In this highly uncertain environment, the ECB is bound to keep maximum flexibility and optionality in all directions, avoiding any firm decisions, said Frederik Ducrozet, strategist at Pictet Wealth Management.


The bank’s policy meeting take place as Europe faces higher and more persistent inflation than expected, which could call for less stimulus efforts and earlier interest rate increases. The war is worsening inflation by driving oil and gas prices higher.

On the other hand, economic growth is at risk in the 19 countries that use the euro because they are more exposed to the war as neighbors in Europe and are more dependent on Russian oil and gas than the U.S. and China. That also would call for putting off plans for exiting stimulus programs.

Analysts are using the term stagflation to describe the combination of higher inflation and weaker growth. It’s a tough problem for any central bank because it pulls policymakers in two directions: taking steps to combat higher consumer prices could wind up hurting growth, and support for growth could worsen inflation.

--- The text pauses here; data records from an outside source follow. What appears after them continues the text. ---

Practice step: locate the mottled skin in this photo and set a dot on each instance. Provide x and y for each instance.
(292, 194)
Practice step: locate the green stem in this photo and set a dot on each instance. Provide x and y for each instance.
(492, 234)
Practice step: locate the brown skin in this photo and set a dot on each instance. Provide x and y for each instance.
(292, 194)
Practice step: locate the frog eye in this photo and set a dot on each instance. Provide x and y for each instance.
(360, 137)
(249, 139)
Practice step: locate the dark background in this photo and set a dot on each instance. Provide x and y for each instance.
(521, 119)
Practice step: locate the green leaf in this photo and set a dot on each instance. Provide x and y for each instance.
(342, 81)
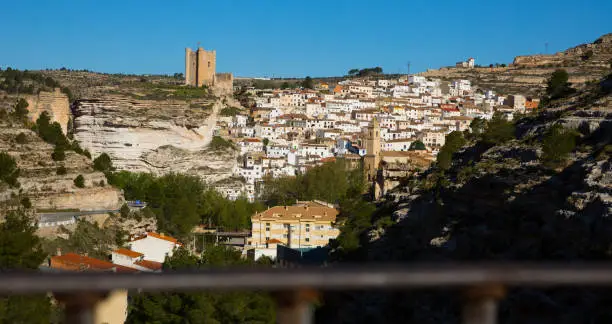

On top of that, the bank’s meeting Thursday comes before officials know the outcome of a summit of European leaders, where a shared effort to support the economy through government spending could be discussed. That is a factor that could affect what the bank would need to do.

Before the invasion, analysts thought worsening inflation could push the bank to start raising interest rates by the end of this year and speed up its gradual exit from bond purchases to stimulate the economy. But because the war has added so much uncertainty and any rate rises were so many months away, the bank could stress that it has the flexibility to shift its stance as the war’s fallout becomes clearer instead of altering its roadmap.

Eurozone economic output rose 0.3% in the fourth quarter from the quarter before, while annual inflation is running at 5.8%, the highest since statistics started in 1997.

Fears of oil and gas cutoffs have sent already high energy prices even higher, leading to predictions that inflation can only go higher in the short term. The question is how long it will last and whether inflation will later fall toward the bank’s target of 2%.